Les Israéliens de leur côté, n'ont eu aucun souci à se faire depuis depuis la dernière confrontation militaire avec le Hamas. « L' année dernière a été une bonne année », a déclaré, selon The Economist, le commandant de la division d'Israël qui « surveille » la bande de Gaza, le brigadier Michael Edelstein. En raison de la forte baisse du nombre de roquettes tirées depuis la bande de Gaza en représailles des attaques israéliennes et du siège qui se poursuit (50 roquettes cette année, comparativement à 1500 l'an dernier), « les enfants dans les villes frontalières d'Israël peuvent dormir dans leurs lits, pas dans des abris, et ne vont plus à l'école en autobus blindés », selon l'édition datée du 16 novembre.

« Mais la promesse du côté israélien d'aider à relancer l'économie de Gaza n'a pas été tenue »,indique le journal. Israël a fait tout ce qui était en son pouvoir pour que la bande de Gaza reste dans une situation de crise, bloquant les exportations et empêchant même les panneaux solaires d'entrer dans le territoire sous blocus afin que les Palestiniens assiégés ne puissent produire leur propre électricité. « Durant ce temps, la bande de Gaza est en train de mourir sur pied. »

Prêts à tout pour trouver des solutions à court terme, le Premier ministre de Gaza, Ismaïl Haniyeh, a lancé de nouveaux appels à Mahmoud Abbas pour un gouvernement d'union. « Ayons un seul gouvernement, un seul parlement et un Président », a déclaré Haniyeh dans un récent discours, cité par l'agence Reuters. Un porte-parole du Fatah, Ahmed Assaf, a rejeté l'appel car « il ne contenait rien de nouveau ». Pendant ce temps, l'Autorité palestinienne décidait de mettre fin à la subvention sur le carburant livré à Gaza via Israël, augmentant de 79 cents le prix déjà situé à 1,62 dollar US le litre. Selon Ihab Bessisso de l'Autorité palestinienne, la décision d'annuler l'exemption de la taxe sur le carburant de la bande de Gaza a été prise parce que l'envoi de carburant à meilleur marché à Gaza « était injuste pour les habitants de Cisjordanie ».

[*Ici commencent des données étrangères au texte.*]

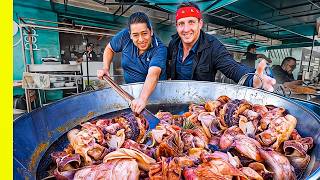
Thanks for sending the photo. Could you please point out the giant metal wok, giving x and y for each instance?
(38, 133)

Mais le souci d'équité a peu à voir là-dedans. Selon The Economist , Al Monitor et d'autres médias, des efforts égyptiens sont aujourd'hui déployés pour remettre en selle Mohammed Dahlan, l'ancien chef de la sécurité de la bande de Gaza et chef du Fatah , afin d'accélérer l'effondrement attendu du gouvernement du Hamas. Al Moniteur a rapporté le 21 novembre que Dahlan - un commandant du Fatah chassé par le Hamas en 2007 en raison, entre autres, de ses liens étroits avec le renseignement israélien - avait rencontré le général al-Sisi au Caire. Évidemment , le but est de renverser le Hamas dans la bande de Gaza. Mais la question est de savoir comment ? Certains « suggèrent qu'une brigade palestinienne soit rassemblée dans al-Arish et marche sur la bande de Gaza pour, avec le soutien égyptien, vaincre le large éventail de forces mises sur pied par le Hamas dans la dernière décennie ».

Avec les Frères musulmans et Morsi chassés de la scène, au moins pour l'instant, la bande de Gaza est plus vulnérable que jamais. Certains des partisans d'Abbas et de Dahlan pensent certainement que le moment est venu de donner le coup de grâce à leurs adversaires dans le petit territoire assiégé.